Each supplier of a digital product, if he wants his project to be successful and profitable, is very attentive to feedback from users. For example, after a certain time of use, customers began to complain about interface flaws or lack of features. The developer takes into account the wishes of the customers and adds these features or adapts the interface to the requirements of the customers. This type of maintenance, as well as corrective maintenance, is needed by new applications with a short period of interaction with the end user. The share of such services in the budget is about 5%.


Digital technologies are the fastest changing environment today. If you do not adapt and update the product to new requirements, it will become obsolete very quickly, and users will find a more modern and functional analog. Therefore, software updates should be carried out regularly throughout the life cycle. Such work eats up 25% of the budget for software maintenance.

The percentages in this list are approximate and calculated as averages. Each product is unique, and in one case it interacts more with third-party resources, then you need to budget more for adaptive maintenance. If the application is more autonomous, then it is worth allocating more for updates and enhancements.

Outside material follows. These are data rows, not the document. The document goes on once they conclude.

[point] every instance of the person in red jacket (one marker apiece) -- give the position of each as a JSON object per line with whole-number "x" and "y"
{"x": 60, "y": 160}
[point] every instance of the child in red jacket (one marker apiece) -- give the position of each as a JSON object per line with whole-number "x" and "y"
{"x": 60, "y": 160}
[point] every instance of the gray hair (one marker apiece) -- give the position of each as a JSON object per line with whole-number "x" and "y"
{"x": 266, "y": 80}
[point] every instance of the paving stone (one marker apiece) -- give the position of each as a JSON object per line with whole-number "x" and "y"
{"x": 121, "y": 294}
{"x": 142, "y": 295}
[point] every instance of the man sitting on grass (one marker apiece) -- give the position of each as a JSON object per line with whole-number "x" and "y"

What is the cost of software maintenance, and how to save the budget

No specialist can give accurate forecasts for the cost of support. The necessary budget will depend on various factors. Most of the costs will go to technical support:

  • The dependence of system modules on each other – the higher it is, the more expensive the maintenance will be, because when working with one module, you will need to work with others;
  • The higher the level of a programming language, the easier it is to work with, so high-level languages ​​are cheaper to maintain;
  • Each programmer has his style, so fixing developers’ mistakes is sometimes very difficult and expensive;
  • Quality of testing – the more tests and checks were carried out at the development stage, the less you will have to spend on maintenance;
  • Clear documentation – the clearer and more complete the project documentation is, the easier it is to figure out exactly where the failure might have occurred and how to fix it.

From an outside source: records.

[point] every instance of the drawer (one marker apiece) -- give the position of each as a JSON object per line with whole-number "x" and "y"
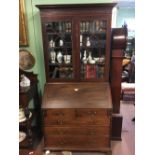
{"x": 78, "y": 142}
{"x": 76, "y": 117}
{"x": 79, "y": 131}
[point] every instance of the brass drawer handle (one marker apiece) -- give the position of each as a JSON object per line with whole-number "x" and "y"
{"x": 92, "y": 133}
{"x": 62, "y": 142}
{"x": 93, "y": 141}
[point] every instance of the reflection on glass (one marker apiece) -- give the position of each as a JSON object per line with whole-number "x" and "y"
{"x": 92, "y": 49}
{"x": 60, "y": 49}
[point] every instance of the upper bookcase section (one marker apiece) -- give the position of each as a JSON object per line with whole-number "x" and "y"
{"x": 76, "y": 41}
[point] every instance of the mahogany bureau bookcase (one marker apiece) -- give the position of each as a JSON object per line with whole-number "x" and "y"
{"x": 77, "y": 103}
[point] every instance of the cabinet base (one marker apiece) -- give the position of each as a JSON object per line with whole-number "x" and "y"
{"x": 116, "y": 127}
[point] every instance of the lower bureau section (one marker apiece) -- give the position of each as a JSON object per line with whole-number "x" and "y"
{"x": 78, "y": 142}
{"x": 78, "y": 131}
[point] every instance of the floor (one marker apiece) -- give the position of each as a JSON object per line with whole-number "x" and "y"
{"x": 127, "y": 145}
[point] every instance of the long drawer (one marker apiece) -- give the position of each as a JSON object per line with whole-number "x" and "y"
{"x": 76, "y": 116}
{"x": 78, "y": 131}
{"x": 78, "y": 142}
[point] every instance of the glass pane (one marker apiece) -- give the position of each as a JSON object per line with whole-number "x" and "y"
{"x": 60, "y": 49}
{"x": 92, "y": 49}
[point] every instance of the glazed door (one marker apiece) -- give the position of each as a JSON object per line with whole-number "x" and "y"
{"x": 93, "y": 49}
{"x": 58, "y": 46}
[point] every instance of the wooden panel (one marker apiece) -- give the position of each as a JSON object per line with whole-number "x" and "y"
{"x": 78, "y": 131}
{"x": 76, "y": 141}
{"x": 75, "y": 117}
{"x": 77, "y": 95}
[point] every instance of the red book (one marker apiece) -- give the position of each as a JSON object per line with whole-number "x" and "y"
{"x": 90, "y": 71}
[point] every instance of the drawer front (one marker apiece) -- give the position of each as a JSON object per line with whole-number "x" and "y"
{"x": 76, "y": 117}
{"x": 78, "y": 131}
{"x": 83, "y": 142}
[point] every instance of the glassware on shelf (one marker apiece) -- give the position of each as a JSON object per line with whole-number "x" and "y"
{"x": 61, "y": 42}
{"x": 51, "y": 43}
{"x": 67, "y": 59}
{"x": 53, "y": 56}
{"x": 90, "y": 57}
{"x": 81, "y": 37}
{"x": 88, "y": 42}
{"x": 84, "y": 59}
{"x": 59, "y": 57}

Based on the data, it can be understood that the cost of software maintenance can be effectively reduced through the right approach to technical aspects.

A lot also depends on the age of the software. The older it is, the more it requires implementations and updates. Sometimes it’s easier and cheaper to rewrite a product than to constantly update it.

In addition, the cost varies among the developers themselves and the turnover in the company. So, if specialists are constantly changing in a team, this has a very detrimental effect on the overall result, increasing costs and the time required to complete tasks. 

DevOps – assistant in cost reduction

DevOps allows for so-called continuous development. That is, even in the process of modifying certain modules, the system can continue its work. DevOps uses a number of useful scanning and defect detection tools. With their help, you can significantly reduce the time to find and fix errors.

Short conclusion

In most cases, it is impossible to build the cost of future maintenance. But it is quite realistic to draw up an estimated budget. Most often it is assumed that it will not exceed 65-75% of the costs that went into development. It is not worth worrying about the lack of exact numbers and worrying that it is impossible to carry out tentative calculations. The main thing to remember is that the better the product was thought out and implemented initially, the easier it will be to maintain it throughout its entire life cycle.